武王克商,分封八百诸侯,八百年过去,八百诸侯只剩两国还未灭国,卫国便是其中之一。
卫国虽未灭国,可和灭国也无异,卫国的势力范围也仅限卫都濮阳方圆百里之地。
非是魏王不想吞并卫国,而是因为卫国与秦魏赵燕齐楚六国接壤,动一发而牵全身,魏王也只能采用扶植代理人的方式控制卫地。
卫国的存在乃是天下诸侯角力的结果,没有充分准备之前,谁也不敢打破这个平衡。
繁阳风波之后,即便繁阳可以待下去,自己也要来卫国打造自己的势力。
此时卫都濮阳乃是天下第一的商贸之都,天下七国诸侯在这里互通有无,百货无禁。
日常生计之物自不必说,就连战马,战车,戈,矛,弓弩,箭矢,大型距来蹶张,制作甲衣的皮革,制作弓弩的牛角牛筋,攻城云梯,带轮的云梯,带护甲的云梯攻城车,攻城抛石车,攻城抛火车,大型连排弩床,这些在诸侯七国之中禁止买卖的战争物资,尽可在濮阳市出售和买到。

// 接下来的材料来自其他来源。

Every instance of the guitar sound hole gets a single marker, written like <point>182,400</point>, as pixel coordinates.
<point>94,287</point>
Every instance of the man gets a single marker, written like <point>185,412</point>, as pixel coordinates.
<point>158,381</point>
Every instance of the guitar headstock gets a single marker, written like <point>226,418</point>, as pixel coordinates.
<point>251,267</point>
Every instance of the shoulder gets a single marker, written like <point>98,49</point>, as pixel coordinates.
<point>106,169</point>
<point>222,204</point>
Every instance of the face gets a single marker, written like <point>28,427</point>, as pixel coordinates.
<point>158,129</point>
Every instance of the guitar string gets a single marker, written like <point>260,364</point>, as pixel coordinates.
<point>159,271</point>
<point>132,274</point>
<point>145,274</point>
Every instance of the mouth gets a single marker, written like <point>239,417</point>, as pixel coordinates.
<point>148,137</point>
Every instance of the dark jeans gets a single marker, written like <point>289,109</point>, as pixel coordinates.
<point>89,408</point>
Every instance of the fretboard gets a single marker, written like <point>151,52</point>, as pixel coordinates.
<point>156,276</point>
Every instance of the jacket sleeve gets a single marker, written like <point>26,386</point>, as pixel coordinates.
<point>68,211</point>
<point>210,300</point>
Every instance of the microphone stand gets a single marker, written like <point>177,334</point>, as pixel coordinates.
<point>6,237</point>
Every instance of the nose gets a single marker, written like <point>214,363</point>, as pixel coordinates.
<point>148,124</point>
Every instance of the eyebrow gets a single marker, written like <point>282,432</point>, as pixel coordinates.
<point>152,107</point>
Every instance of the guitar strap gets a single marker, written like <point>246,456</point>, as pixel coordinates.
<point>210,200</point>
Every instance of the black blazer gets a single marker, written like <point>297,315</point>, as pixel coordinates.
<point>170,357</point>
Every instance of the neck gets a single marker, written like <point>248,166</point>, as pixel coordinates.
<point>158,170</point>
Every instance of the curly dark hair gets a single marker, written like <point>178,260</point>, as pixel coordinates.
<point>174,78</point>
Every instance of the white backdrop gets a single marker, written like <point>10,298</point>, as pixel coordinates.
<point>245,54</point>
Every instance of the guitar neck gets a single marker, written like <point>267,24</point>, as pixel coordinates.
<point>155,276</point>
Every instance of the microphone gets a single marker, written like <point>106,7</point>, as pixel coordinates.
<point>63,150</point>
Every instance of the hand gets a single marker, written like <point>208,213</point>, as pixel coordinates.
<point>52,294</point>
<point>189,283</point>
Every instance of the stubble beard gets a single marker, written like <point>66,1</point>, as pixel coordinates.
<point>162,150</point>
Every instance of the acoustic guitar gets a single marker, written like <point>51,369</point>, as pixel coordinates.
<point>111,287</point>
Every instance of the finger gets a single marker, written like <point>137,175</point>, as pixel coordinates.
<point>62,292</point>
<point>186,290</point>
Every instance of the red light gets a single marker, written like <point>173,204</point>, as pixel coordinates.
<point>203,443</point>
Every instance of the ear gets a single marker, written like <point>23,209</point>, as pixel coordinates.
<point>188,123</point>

只要你足够有钱,据说隐没在濮阳市的七国诸侯代理人还可为你提供借调兵卒和粮草的服务。
繁阳那场风波,给了自己很大的震撼,自己深刻意识到,要想在这个乱世存活,不想让人决定自己的命运,不仅要有富可敌国的财富,而且还要有护卫财富的武力。
眼下这个七国分立的时代,虽乱,却也有乱的好处。只有在这个时代,可以用钱买来守护巨额财富的武力,当然这种购买并非一手交钱一手交货的那般简单。
被卫君追缉的这半年中,自己也已摸清了卫君的底细。
当今卫君卫真乃是卫嗣君之弟,魏王女婿,史称卫元君。
卫嗣君在位四十二年,卫怀君在位三十年,卫元君又在位二十二年。有后世史家说卫元君不可能是卫嗣君之弟。当然这种推理是以卫嗣君和卫元君共有一个父亲为依据。
若是那样的话,卫元君在国君宗室中地位并不低贱,可事实卫君卫真却属卫灵公庶子支脉,依照辈分确实是卫嗣君之弟,可他却和卫君大宗主脉分叉了足有十五世。

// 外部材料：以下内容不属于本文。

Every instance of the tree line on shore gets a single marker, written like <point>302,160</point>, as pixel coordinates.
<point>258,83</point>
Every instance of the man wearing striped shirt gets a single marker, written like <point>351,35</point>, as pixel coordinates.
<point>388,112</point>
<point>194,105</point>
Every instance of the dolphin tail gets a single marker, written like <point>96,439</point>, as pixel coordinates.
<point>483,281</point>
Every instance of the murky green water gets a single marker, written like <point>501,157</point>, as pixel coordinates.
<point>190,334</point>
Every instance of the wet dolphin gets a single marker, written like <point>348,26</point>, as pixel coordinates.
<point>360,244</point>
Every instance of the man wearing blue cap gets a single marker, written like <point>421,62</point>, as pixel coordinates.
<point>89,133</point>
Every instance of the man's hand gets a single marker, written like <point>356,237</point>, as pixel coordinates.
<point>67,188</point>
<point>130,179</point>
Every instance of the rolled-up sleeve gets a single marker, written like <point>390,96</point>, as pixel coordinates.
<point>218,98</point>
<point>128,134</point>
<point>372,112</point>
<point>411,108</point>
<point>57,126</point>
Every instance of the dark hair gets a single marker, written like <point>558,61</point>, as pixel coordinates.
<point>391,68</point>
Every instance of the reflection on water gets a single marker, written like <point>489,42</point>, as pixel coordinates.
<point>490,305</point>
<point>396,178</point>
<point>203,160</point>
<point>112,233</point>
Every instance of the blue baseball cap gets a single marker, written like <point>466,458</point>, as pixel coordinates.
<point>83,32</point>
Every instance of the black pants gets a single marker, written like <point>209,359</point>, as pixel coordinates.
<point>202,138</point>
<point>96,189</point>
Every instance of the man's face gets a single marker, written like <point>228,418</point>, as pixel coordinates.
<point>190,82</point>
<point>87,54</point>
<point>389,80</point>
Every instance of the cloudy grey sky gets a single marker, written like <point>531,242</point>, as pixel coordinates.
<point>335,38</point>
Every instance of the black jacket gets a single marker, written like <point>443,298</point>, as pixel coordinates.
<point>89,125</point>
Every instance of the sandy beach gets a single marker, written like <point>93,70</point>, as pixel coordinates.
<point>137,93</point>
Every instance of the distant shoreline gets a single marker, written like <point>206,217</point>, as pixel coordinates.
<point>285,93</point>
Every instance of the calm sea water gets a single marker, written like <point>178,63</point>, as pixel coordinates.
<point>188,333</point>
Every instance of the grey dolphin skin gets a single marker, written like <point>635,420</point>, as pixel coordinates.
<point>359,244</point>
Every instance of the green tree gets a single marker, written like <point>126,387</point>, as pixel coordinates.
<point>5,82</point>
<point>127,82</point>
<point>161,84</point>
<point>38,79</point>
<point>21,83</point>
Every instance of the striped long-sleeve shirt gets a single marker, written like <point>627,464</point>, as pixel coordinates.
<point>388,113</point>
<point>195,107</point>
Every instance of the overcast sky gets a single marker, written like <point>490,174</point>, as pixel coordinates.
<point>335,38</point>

想想一棵大树,始祖是主干,子孙为枝叶,他卫君卫真就是最细弱枝条上的一片树叶,何其式微?
没有魏王的抬举,他成不了卫君,没有魏王的弹压,卫国宗室也不会听从卫君卫真的号令。
卫真虽是魏王的女婿,可却也是卫氏宗室,着一颗不甘永居人下的心,他也想壮大自己的势力,否则他也不会暗中效力吕不韦,谋取秦国的支持。
俗话说的好,世上没有永远的朋友,只有永远的利益。
自己要想活下来,还不受人摆布,就必须有个立足之地。
卫都濮阳最合适不过。
要想在濮阳立足,就必须要把卫君卫真拉拢过来。
繁阳风波之后,自己为求生存,另辟蹊径,小试牛刀,未曾想到自己一介伏案书堆里的文字研究员竟能在古代捞钱如挖土。
短短半年自己就已身家千金,已然是卫都濮阳市巨商大贾中的隐形大鳄。
六个月来,自己和卫君合作多次,次次让利,只是每一次都套着马甲,卫君不知而已。
自己财力足以在濮阳市中呼风唤雨,仅仅有钱还不行,得将财力转化为势力,钱才是钱,该是时候和卫真摊牌了!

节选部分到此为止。